Fortunately for today’s 10,000-plus African-American Army officers, Davis was a patient man. Born in Washington in 1877, he first entered the military as a temporary first lieutenant on July 13, 1898, during the Spanish-American War. Mustered out in 1899, he enlisted as a private just six months later. Within two years, he had been commissioned a second lieutenant of cavalry in the regular Army.

Davis’s service as an officer with the famed “Buffalo Soldiers” regiment in the Philippines and on the Mexican border was exemplary, yet his subsequent assignments as a college ROTC instructor and as a National Guard advisor were far from the front lines. All of his postings, including duty as the military attache to Liberia, were designed to avoid putting Davis in command of white troops or officers.

Because these were not high profile jobs, Davis rose slowly through the ranks, earning his colonel’s eagle only in 1930. In 1938, he received his first independent command, the 369th National Guard Infantry Regiment. When Davis was promoted to brigadier, some saw it as a political action from President Franklin D. Roosevelt.
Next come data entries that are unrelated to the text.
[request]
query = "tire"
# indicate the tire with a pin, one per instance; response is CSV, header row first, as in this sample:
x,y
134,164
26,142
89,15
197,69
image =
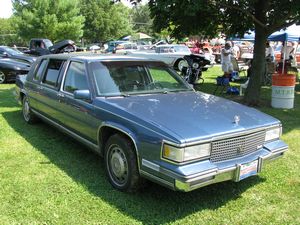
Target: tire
x,y
121,164
179,64
28,115
2,77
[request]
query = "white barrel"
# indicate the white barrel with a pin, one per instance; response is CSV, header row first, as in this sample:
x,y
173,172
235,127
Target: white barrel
x,y
283,97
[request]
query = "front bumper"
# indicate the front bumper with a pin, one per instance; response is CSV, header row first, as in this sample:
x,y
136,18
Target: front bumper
x,y
214,173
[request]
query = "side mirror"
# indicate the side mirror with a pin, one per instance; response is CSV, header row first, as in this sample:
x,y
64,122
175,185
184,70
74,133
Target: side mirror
x,y
82,95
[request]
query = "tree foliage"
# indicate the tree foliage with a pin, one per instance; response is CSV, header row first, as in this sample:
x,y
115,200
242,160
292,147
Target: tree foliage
x,y
236,17
104,20
52,19
141,19
8,35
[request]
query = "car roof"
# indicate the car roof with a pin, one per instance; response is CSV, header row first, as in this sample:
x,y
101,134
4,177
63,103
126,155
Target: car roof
x,y
95,57
173,45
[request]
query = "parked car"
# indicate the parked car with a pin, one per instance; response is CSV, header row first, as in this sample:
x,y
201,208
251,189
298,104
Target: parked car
x,y
147,122
111,46
10,68
123,48
42,46
7,52
277,53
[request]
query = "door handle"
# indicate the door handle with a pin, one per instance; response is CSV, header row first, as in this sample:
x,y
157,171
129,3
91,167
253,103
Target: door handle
x,y
61,95
76,106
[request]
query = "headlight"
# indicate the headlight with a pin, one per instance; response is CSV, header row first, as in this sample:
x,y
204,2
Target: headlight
x,y
186,154
195,65
273,133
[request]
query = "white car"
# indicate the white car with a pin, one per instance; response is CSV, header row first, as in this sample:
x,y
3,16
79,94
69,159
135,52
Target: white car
x,y
169,54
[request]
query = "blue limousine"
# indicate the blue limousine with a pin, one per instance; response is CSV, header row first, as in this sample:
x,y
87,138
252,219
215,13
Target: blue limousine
x,y
147,122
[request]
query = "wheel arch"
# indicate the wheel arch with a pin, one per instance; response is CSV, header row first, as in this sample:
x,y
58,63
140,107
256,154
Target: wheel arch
x,y
175,65
106,130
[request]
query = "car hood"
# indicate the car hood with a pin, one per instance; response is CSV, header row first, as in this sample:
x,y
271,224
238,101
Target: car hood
x,y
193,115
9,63
24,57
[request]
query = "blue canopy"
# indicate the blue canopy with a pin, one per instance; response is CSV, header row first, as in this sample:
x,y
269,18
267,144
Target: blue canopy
x,y
249,36
292,33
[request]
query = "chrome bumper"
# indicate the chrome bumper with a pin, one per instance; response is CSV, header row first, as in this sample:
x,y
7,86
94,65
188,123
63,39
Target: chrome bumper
x,y
216,176
213,175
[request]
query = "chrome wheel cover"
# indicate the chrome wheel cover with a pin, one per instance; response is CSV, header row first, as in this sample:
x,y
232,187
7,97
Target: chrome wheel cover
x,y
26,110
2,77
118,165
182,63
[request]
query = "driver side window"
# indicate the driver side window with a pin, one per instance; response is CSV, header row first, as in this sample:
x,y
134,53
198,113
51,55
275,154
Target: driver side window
x,y
75,78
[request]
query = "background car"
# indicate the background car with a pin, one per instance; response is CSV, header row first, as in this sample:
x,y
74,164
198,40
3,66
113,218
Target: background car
x,y
7,52
10,68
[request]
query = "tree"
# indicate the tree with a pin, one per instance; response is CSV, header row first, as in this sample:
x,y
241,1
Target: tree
x,y
105,21
52,19
141,19
263,16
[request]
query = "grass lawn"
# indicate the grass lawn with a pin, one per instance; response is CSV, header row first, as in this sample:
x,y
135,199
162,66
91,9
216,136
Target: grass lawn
x,y
48,178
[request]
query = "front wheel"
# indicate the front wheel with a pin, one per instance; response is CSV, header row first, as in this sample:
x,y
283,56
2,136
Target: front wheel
x,y
121,164
2,77
28,116
180,64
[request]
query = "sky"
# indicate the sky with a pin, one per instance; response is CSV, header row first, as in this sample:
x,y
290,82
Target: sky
x,y
6,7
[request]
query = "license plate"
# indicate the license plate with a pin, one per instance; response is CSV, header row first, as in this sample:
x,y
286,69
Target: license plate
x,y
248,169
However, as advisor on race relations in the European theater during World War II, Davis, as his Distinguished Service Medal citation relates, showed “initiative, intelligence and sympathetic understanding” while conducting investigations, bringing about “a fair and equitable solution to … problems which have since become the basis of far-reaching War Department policy.”

Davis’s slow, steady, and determined rise in the Army paved the way for countless minority men and women — including his son Benjamin O. Davis Jr., a West Point graduate who in 1954 became only the second African-American general in the U.S. military and the first in the Air Force.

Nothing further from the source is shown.